#  Other Applications & Softwares  > Word Formatting & General >  >  Last line of text in fully justified paragraph

## ozbrian

Hi,

How do I fix the last line of a fully justified paragraph. I have sections where there are only two words in the last line and one word ends up aligned at the left edge and the second word is aligned to the right edge.

This is ridiculous but I can't find how to fix it. 

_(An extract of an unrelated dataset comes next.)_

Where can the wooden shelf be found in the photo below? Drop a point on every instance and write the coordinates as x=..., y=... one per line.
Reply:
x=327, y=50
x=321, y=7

Any help would be appreciated.

example.jpg

----------


## ozbrian

I managed to find a solution elsewhere on-line.

-------------------------

Suzanne S. Barnhill posted;

This happens only if you have used the Distribute command (Ctrl+Shift+J) inadvertently instead of Justify (Ctrl+J) or (more likely) if the lines end in line breaks instead of paragraph breaks. You can easily see the difference if you display nonprinting characters (see http://word.mvps.org/FAQs/Formatting/NonPrintChars.htm). If a line break is required, you can prevent the line from being justified in one of two ways:

1. To select this option for the entire document, check the box for "Don't expand character spaces on the line ending Shift-Return" on the Compatibility tab of Tools | Options.

2. To remedy the problem in a single instance, without affecting the rest of the document, press Tab before inserting the line break.

-------------------------

My problem was the word document I was using had line breaks (Shift-Return) instead of just paragraph breaks (Return).
We live and learn.

Thanks anyway.

----------